Michael Milton

Personal information
- Full name: Michael Edward Milton
- Born: 28 November 1943 (age 82) St Pancras, London, England
- Batting: Right-handed
- Bowling: Slow left-arm orthodox

Domestic team information
- 1979–1989: Buckinghamshire

Career statistics
| Competition | List A |
| Matches | 2 |
| Runs scored | 75 |
| Batting average | 37.50 |
| 100s/50s | –/– |
| Top score | 42 |
| Balls bowled | 108 |
| Wickets | 2 |
| Bowling average | 29.00 |
| 5 wickets in innings | – |
| 10 wickets in match | – |
| Best bowling | 1/13 |
| Catches/stumpings | –/– |
- Source: Cricinfo, 5 May 2011

= Michael Milton (cricketer) =

English cricketer

Michael Edward Milton (born 28 November 1943) is a former English cricketer. Milton was a right-handed batsman who bowled slow left-arm orthodox. He was born in St Pancras, London.
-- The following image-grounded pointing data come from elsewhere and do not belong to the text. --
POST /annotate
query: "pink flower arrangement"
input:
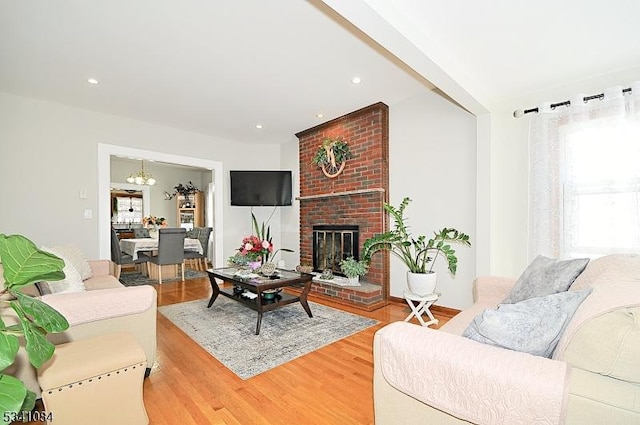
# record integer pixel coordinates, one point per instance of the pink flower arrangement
(255, 249)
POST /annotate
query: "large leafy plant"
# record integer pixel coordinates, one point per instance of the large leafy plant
(23, 263)
(418, 254)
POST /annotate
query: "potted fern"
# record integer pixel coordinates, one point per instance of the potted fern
(23, 263)
(418, 254)
(353, 269)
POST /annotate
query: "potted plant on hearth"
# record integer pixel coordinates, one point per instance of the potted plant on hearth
(418, 254)
(353, 269)
(30, 321)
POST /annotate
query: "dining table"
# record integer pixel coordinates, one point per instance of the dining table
(134, 245)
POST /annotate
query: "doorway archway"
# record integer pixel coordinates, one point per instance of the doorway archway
(105, 151)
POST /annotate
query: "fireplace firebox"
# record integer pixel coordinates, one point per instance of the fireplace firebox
(332, 244)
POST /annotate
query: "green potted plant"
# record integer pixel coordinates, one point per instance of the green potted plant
(418, 254)
(23, 263)
(353, 269)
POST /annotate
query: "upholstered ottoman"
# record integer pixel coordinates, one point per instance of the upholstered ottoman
(97, 381)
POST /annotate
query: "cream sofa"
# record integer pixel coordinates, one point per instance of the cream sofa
(105, 307)
(427, 376)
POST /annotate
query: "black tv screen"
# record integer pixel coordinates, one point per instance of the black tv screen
(261, 188)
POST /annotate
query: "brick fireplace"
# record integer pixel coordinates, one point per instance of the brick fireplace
(352, 199)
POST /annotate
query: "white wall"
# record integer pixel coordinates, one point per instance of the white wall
(432, 160)
(49, 155)
(509, 175)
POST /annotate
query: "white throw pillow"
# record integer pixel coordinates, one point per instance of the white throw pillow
(72, 281)
(78, 260)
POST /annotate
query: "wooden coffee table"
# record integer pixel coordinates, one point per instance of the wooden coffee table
(258, 285)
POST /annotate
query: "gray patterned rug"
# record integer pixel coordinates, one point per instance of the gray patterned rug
(137, 278)
(227, 331)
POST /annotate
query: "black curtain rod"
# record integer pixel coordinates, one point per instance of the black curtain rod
(518, 113)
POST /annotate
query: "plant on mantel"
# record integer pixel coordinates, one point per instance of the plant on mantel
(23, 264)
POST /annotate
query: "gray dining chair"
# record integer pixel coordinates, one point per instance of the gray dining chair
(141, 232)
(170, 250)
(120, 258)
(202, 234)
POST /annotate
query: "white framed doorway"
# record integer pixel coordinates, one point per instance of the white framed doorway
(106, 151)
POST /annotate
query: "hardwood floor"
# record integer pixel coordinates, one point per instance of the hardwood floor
(332, 385)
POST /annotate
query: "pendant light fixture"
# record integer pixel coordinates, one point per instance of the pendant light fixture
(141, 177)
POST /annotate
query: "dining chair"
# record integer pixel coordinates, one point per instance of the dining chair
(141, 232)
(120, 258)
(170, 250)
(203, 234)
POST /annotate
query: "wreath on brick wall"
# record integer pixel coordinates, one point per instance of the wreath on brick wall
(332, 157)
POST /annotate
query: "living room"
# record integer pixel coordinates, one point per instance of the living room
(51, 144)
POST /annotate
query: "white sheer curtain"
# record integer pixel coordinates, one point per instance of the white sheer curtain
(584, 176)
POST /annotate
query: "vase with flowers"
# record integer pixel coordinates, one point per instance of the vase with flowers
(153, 223)
(256, 249)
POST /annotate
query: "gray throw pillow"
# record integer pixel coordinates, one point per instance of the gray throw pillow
(531, 326)
(545, 276)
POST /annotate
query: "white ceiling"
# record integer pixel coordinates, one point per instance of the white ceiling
(221, 67)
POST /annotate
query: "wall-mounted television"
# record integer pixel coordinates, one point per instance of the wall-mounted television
(261, 188)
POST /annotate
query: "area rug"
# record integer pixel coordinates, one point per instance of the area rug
(137, 278)
(227, 331)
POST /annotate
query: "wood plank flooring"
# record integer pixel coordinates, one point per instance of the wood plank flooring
(332, 385)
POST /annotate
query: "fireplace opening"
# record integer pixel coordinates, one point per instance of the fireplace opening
(332, 244)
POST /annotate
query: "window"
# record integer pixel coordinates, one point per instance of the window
(127, 209)
(601, 190)
(585, 177)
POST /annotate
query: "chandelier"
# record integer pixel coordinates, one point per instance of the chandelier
(141, 177)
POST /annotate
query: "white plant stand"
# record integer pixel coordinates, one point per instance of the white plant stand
(424, 302)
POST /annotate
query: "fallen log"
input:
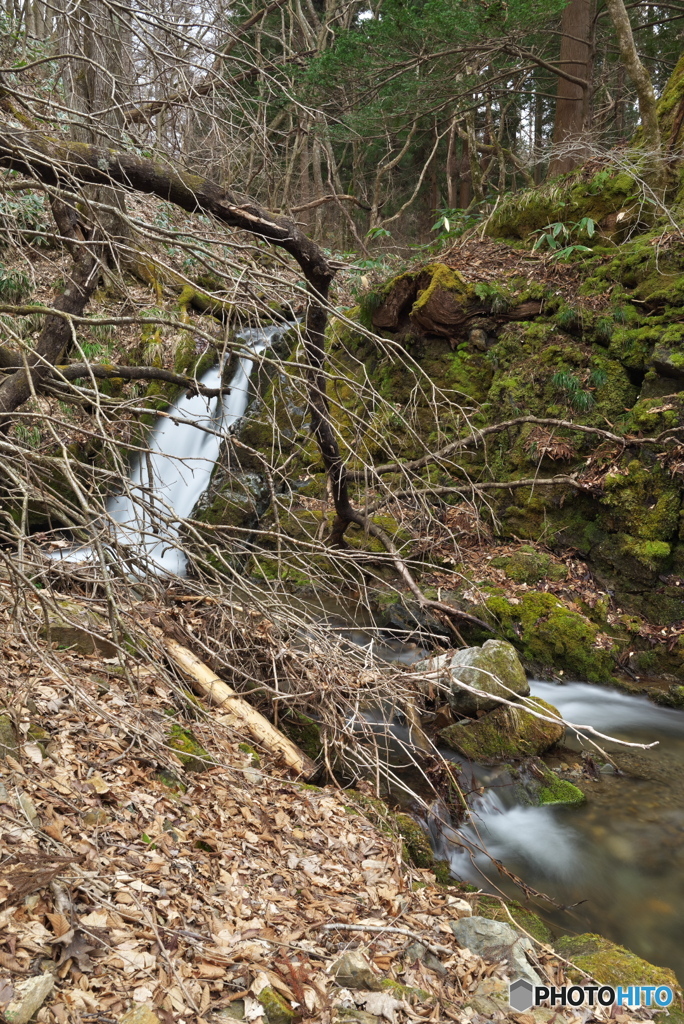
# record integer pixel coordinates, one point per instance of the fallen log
(242, 716)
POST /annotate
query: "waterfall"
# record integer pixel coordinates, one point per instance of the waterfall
(167, 482)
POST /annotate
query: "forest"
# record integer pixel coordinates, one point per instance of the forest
(341, 520)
Milton made his debut for Buckinghamshire in the 1979 Minor Counties Championship against Hertfordshire. Milton played Minor counties cricket for Buckinghamshire from 1979 to 1989, which included 46 Minor Counties Championship matches and 7 MCCA Knockout Trophy matches. In 1984, he made his List A debut against Lancashire in the NatWest Trophy. He played a further List A match for Buckinghamshire against Somerset in the 1985 NatWest Trophy. In his two List A matches, he scored 75 runs at a batting average of 37.50, with a high score of 42. With the ball he took two wickets at a bowling average of 29.00, with best figures of 1/13.

He also played for Finchley Cricket Club and Second XI cricket for the Middlesex Second XI.